A professor stands lecturing in front of a crowd, saying "In conclusion, the substance of substance has no substantive substance."

In this week’s edition of our “use simpler words” series, we’re talking about “substance.”

“Substance” is one of those vague words that may not need to be simplified as much as it needs to be clarified. After all, a substance is pretty much anything that takes up space. And do you know, dear readers, how many substances exist out there? We actually don’t either, but there must be a lot.

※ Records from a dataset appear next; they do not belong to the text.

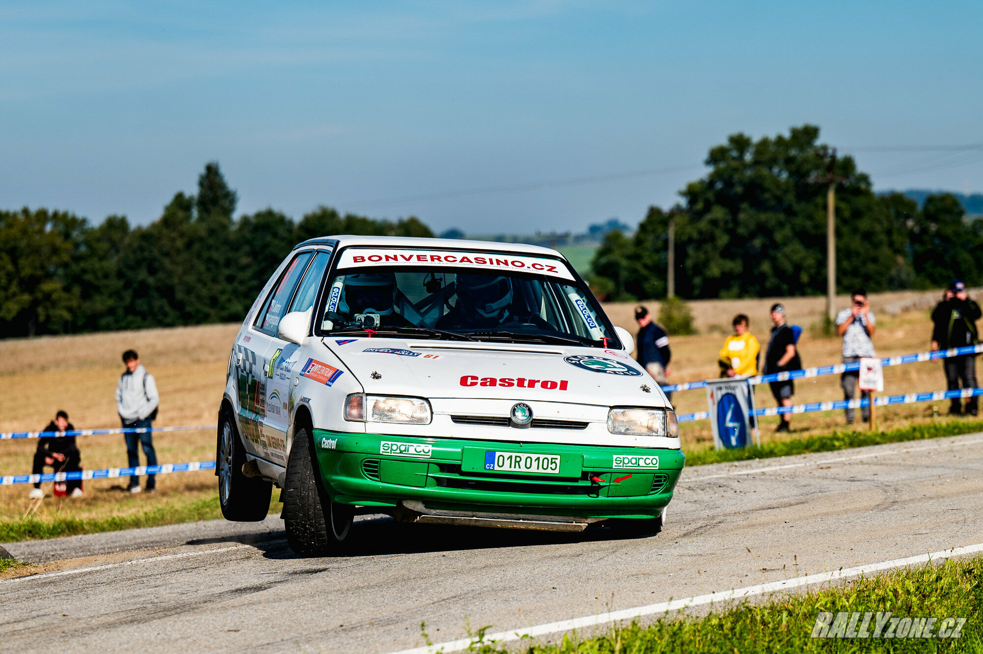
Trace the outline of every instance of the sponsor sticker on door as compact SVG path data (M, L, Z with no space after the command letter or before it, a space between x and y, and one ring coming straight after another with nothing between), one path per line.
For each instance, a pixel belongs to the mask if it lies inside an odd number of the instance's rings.
M659 457L649 455L614 455L611 467L646 467L659 469Z
M338 377L341 375L342 370L316 358L309 358L308 362L304 364L304 369L301 370L301 376L320 382L324 386L330 386L338 381Z

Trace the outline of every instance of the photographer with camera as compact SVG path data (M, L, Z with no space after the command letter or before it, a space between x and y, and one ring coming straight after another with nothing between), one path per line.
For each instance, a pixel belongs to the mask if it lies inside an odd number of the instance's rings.
M932 352L963 348L979 343L976 321L980 319L980 305L969 299L966 285L961 280L953 280L946 291L946 296L935 310L932 311ZM976 387L976 354L961 354L945 359L946 383L950 391L959 388ZM962 401L953 398L949 412L958 415L962 412ZM966 413L976 415L978 398L966 400Z
M857 289L853 292L852 298L853 305L848 309L841 309L837 314L837 334L843 337L843 363L855 363L862 356L877 356L874 352L874 342L871 341L877 329L877 320L867 302L867 291ZM844 372L839 378L844 400L852 400L856 395L859 379L858 370ZM870 400L870 391L861 391L860 397ZM862 408L860 411L864 421L870 419L869 406ZM846 414L846 424L852 424L856 417L856 409L847 408L843 412Z

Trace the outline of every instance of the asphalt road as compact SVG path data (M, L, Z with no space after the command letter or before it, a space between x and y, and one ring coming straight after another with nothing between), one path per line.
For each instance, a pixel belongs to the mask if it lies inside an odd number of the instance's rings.
M18 543L9 651L391 652L983 542L983 434L693 467L657 536L358 524L297 559L275 518ZM74 559L64 559L75 556Z

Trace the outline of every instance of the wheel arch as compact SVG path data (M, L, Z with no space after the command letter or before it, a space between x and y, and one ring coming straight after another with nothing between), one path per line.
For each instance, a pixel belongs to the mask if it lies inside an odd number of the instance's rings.
M294 419L290 422L290 434L287 443L287 459L290 459L290 451L294 448L294 436L300 429L307 429L311 438L314 438L314 417L311 415L311 408L307 405L300 405L294 411Z

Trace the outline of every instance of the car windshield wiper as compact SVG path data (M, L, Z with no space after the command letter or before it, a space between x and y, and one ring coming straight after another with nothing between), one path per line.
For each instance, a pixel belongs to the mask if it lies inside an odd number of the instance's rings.
M371 332L371 334L370 334ZM364 334L366 336L378 336L388 334L398 334L400 336L415 336L417 338L447 339L449 341L475 341L467 334L456 332L446 332L442 329L430 329L428 327L379 327L378 329L366 329L365 327L353 327L349 329L336 329L330 332L334 334Z
M497 331L497 332L468 332L468 336L472 337L473 341L531 341L533 343L553 343L557 345L577 345L577 346L593 346L597 344L597 341L591 339L577 339L574 338L564 338L562 336L553 336L551 334L522 334L519 332L507 332L507 331Z

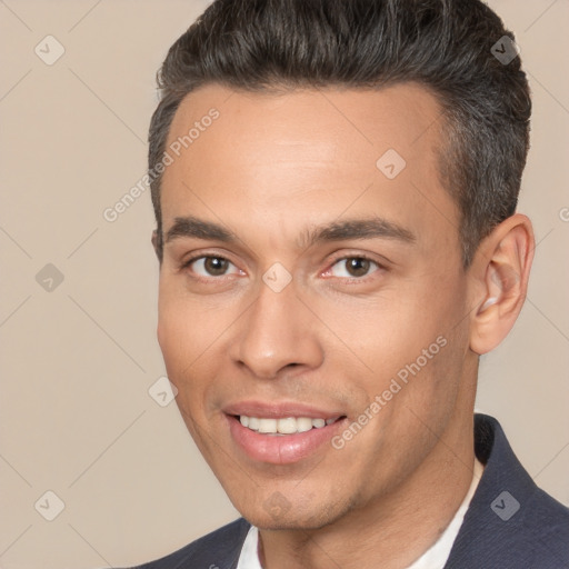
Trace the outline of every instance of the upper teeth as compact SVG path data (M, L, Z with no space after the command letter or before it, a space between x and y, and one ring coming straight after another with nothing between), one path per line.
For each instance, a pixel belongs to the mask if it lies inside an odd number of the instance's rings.
M322 428L325 425L332 423L336 419L310 419L309 417L287 417L284 419L260 419L258 417L239 417L241 425L253 431L264 433L292 435L295 432L306 432L312 427Z

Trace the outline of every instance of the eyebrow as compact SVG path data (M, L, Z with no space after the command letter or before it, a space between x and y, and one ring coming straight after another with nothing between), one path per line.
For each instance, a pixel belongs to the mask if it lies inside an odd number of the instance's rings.
M168 243L184 237L229 243L239 240L232 231L219 223L193 216L176 218L172 227L166 233L164 242ZM298 244L300 248L306 248L319 242L373 238L395 239L403 243L413 243L417 240L408 229L376 216L317 226L306 230L301 234Z

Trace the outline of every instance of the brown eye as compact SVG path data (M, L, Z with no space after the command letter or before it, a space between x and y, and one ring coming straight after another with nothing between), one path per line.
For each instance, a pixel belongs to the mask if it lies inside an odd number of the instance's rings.
M188 262L187 267L199 277L227 277L240 272L231 261L213 256L198 257Z
M361 257L353 257L352 259L347 259L346 270L352 277L363 277L369 271L370 261L368 259L362 259Z
M367 277L377 269L379 269L379 264L365 257L345 257L333 263L330 273L332 277L357 279Z
M228 267L229 261L219 257L207 257L203 261L203 269L212 277L224 274Z

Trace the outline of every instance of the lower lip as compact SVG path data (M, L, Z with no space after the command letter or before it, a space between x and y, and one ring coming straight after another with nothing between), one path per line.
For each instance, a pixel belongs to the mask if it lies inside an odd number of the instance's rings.
M330 443L340 423L345 421L340 419L320 429L278 436L261 435L243 427L237 417L227 418L231 437L237 445L253 460L272 465L291 465L313 455L323 445Z

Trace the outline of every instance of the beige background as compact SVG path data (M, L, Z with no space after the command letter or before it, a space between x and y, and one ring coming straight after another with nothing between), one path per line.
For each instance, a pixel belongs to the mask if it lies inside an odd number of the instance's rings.
M138 563L237 516L174 403L148 393L164 373L150 196L114 222L102 216L144 172L154 72L206 3L0 0L6 569ZM483 359L478 409L569 503L569 2L490 4L515 30L535 93L520 210L539 244L520 321ZM34 52L57 54L48 34L66 50L51 66ZM47 263L64 277L51 291L36 280ZM48 490L64 502L53 521Z

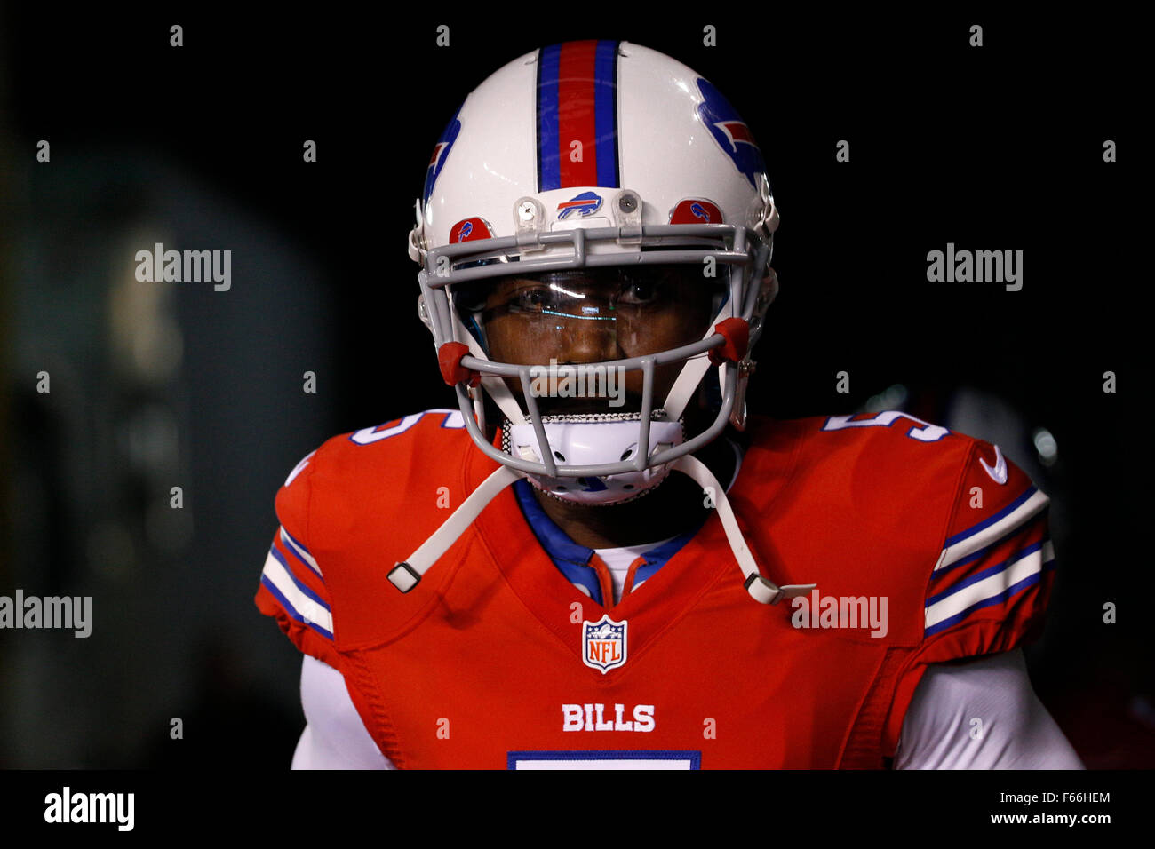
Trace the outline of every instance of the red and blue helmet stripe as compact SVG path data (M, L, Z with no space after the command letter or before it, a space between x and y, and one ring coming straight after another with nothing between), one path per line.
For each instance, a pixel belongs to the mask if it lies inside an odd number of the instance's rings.
M580 142L581 156L573 156ZM618 42L566 42L537 61L537 191L617 188Z

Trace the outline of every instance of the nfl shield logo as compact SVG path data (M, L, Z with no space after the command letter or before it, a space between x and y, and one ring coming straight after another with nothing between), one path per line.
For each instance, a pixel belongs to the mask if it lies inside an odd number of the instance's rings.
M606 613L581 626L581 660L605 675L626 662L626 623L613 621Z

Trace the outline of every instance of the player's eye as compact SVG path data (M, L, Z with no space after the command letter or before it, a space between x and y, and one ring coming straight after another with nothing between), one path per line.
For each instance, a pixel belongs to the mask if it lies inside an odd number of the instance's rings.
M514 312L539 313L550 303L550 291L541 286L519 289L509 299L509 308Z
M621 286L618 303L624 306L653 306L663 296L663 286L653 280L628 281Z

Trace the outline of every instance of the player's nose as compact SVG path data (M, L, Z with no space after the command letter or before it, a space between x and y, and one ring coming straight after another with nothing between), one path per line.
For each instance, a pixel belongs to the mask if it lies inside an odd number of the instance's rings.
M569 316L558 328L558 362L601 363L618 359L617 321L606 307L590 307Z

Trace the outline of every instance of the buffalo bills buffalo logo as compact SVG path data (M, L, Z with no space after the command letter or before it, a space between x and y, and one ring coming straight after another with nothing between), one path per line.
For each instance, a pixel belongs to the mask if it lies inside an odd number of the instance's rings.
M459 241L475 241L477 239L492 239L493 231L490 225L485 223L482 218L465 218L459 221L452 228L449 228L449 241L452 244L457 244Z
M722 92L706 80L698 80L698 90L702 92L702 102L698 104L698 117L722 148L722 152L730 157L738 172L757 188L754 174L765 171L766 164L750 127Z
M722 224L722 210L703 198L678 201L670 211L671 224Z
M602 196L595 192L582 192L576 198L562 201L558 204L558 221L568 218L572 213L578 213L581 217L593 215L602 208Z

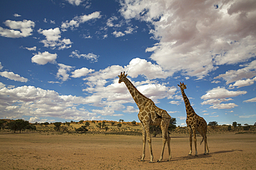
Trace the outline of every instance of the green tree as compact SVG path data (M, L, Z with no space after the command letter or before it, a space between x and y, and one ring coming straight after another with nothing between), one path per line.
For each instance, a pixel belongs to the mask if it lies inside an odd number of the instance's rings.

In our experience here at We ❤︎ Health Literacy headquarters, the word “substance” tends to pop up most when writing about 2 topics: environmental health and drug and alcohol use.

Consider these examples:

  • Talk with your kids early and often about substance use.
  • Studies show that contact with these substances can cause serious health problems.

What exactly are we talking about here? Alcohol? Drugs? Asbestos?

Here’s our advice: instead of leaving it at “substance,” tell us more about what the substance is. And if you can, just name it!

For example:

  • Talk with your kids early and often about alcohol and drug use.
  • Studies show that contact with these chemicals can cause serious health problems.

Simple, right?

Of course this method isn’t one-size-fits-all. Sometimes, “substance” really is the best word to describe, well, a substance. But try to be as specific as possible — so your readers don’t accidentally think you’re talking about, you know, polybrominated diphenylethers. (Granted, that’s not a very likely scenario. But you get it.)

The bottom line: When you can, skip “substance” and just name what you’re talking about.